Saut mengatakan jual beli pengaruh sebenarnya bisa diatasi jika sistem perekrutan SDM bisa lebih fair yang didukung dengan sistem yang detil dan tata kelola rekrutmen diserahkan pada konsultan yang berintegritas.
Dia menambahkan jika korupsi khususnya berupa suap bisa diatasi jika pemerintah memiliki SOP yang sangat detil dalam setiap proses rekrut kenaikan pangkat dan penempatan atau promosi . “Karena ini bagian dari komponen integritas SDM dalam jangka panjang,” imbuhnya.
Ke depan, Wakil Ketua KPK itu mengatakan jika pihaknya akan menjalin kerjasama dengan Menteri Pendayagunaan Aparatur Negara dan Reformasi Birokrasi untuk membahas pembenahan sistem baik dalam perekrutan aparatur negara maupun promosi kenaikan jabatan.

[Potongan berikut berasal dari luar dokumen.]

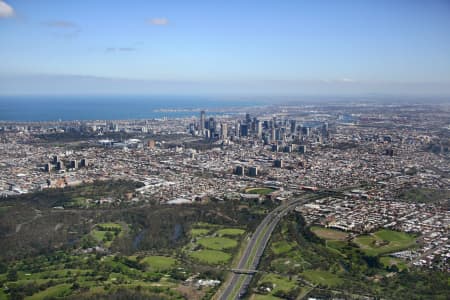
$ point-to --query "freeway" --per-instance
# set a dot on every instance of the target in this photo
(236, 286)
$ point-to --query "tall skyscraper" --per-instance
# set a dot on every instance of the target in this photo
(223, 130)
(202, 120)
(259, 128)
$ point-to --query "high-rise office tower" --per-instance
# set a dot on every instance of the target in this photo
(259, 128)
(223, 130)
(202, 120)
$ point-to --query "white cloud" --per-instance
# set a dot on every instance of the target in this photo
(159, 21)
(6, 11)
(61, 24)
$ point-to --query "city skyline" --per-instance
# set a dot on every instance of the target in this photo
(294, 47)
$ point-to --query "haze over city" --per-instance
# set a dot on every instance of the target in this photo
(226, 47)
(224, 150)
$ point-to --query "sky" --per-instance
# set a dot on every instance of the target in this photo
(261, 47)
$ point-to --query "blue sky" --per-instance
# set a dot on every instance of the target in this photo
(280, 46)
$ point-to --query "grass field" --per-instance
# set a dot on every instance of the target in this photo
(279, 283)
(110, 226)
(159, 263)
(322, 277)
(230, 231)
(329, 234)
(106, 233)
(217, 243)
(212, 257)
(195, 232)
(263, 297)
(385, 241)
(282, 247)
(389, 261)
(57, 291)
(259, 190)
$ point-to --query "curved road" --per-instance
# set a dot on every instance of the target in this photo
(236, 286)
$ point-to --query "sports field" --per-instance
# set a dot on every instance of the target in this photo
(329, 234)
(385, 241)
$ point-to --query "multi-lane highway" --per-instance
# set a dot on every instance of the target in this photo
(238, 283)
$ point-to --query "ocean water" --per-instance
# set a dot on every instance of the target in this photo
(67, 108)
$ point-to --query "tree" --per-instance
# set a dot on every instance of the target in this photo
(12, 275)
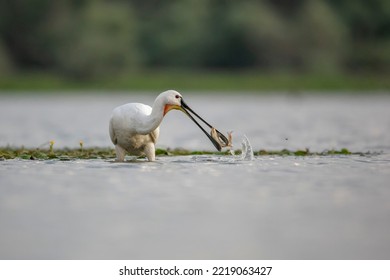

“Iya kami akan berupaya [membahas] detil , saya ada ketemu Menpan RB belum lama ini bulan lalu sudah membahas beberapa hal tentang membangun integritas PNS dan pekerja pemerintah yang berada dibawah tanggung jawab Menpan RB,” tukasnya.
Secara terpisah Julius Ibrani dari YLBHI menyarankan KPK agar juga mengakomodir trading in influence atau jual beli pengaruh dalam revisi UU Tipikor.
Ada beberapa kendala yang dihadapi KPK. Pertama, belum ada ketentuan normatif yang diatur dalam KUHP maupun UU Pemberantasan Tipikor di Indonesia. Kedua, pembuktian untuk keuntungan tidak berwujud sangat sulit dibuktikan.
"Oleh karena itu, KPK sepatutnya mendorong revisi UU Tipikor yang mengakomodasi ketentuan Trading in influence,” ujar Julius.
Menurutnya, saat ini banyak sekali contoh kasus korupsi yang melibatkan trading in influence seperti dalam korupsi berdimensi politik dinasti layaknnya yang terjadi di Banten dan Klaten.
Dia mengatakan Indonesia sudah punya UU No. 28/1999 yang juga bahas soal nepotisme dan kolusi, tapi ini belum pernah diimplementasikan KPK dalam penuntutan, padahal ada norma pidana juga yang terkait trading in influence.
“Nuansa nepotisme, kolusi, trading in influence ini belum banyak diangkat ke publik. Padahal yang dilawan adalah kultur lobi-lobi yang terlanjur mengakar di Indonesia,”imbuhnya.
Dia berharap jika sudah ada norma atau peraturan dalam menindak korupsi bermodus trading in influence maka KPK tidak usah ragu dalam mengusut kasus-kasus tersebut.
“Itu akar masalah di KPK, yang bikin KPK jadi super hati-hati bahkan ragu-ragu untuk mengusut kasus-kasus trading in influence. Jika norma UU sudah ada dan kuat, maka bisa didorong lewat program hukum dan kebijakan juga,” tukasnya.
Sepanjang 2016, KPK telah mengatasi dua kasus korupsi bermoduskan jual beli pengaruh yakni kasus kuota gula impor yang melibatkan mantan Ketua DPR Irman Gusman dan kasus suap jabatan yang melibatkan Bupati Klaten.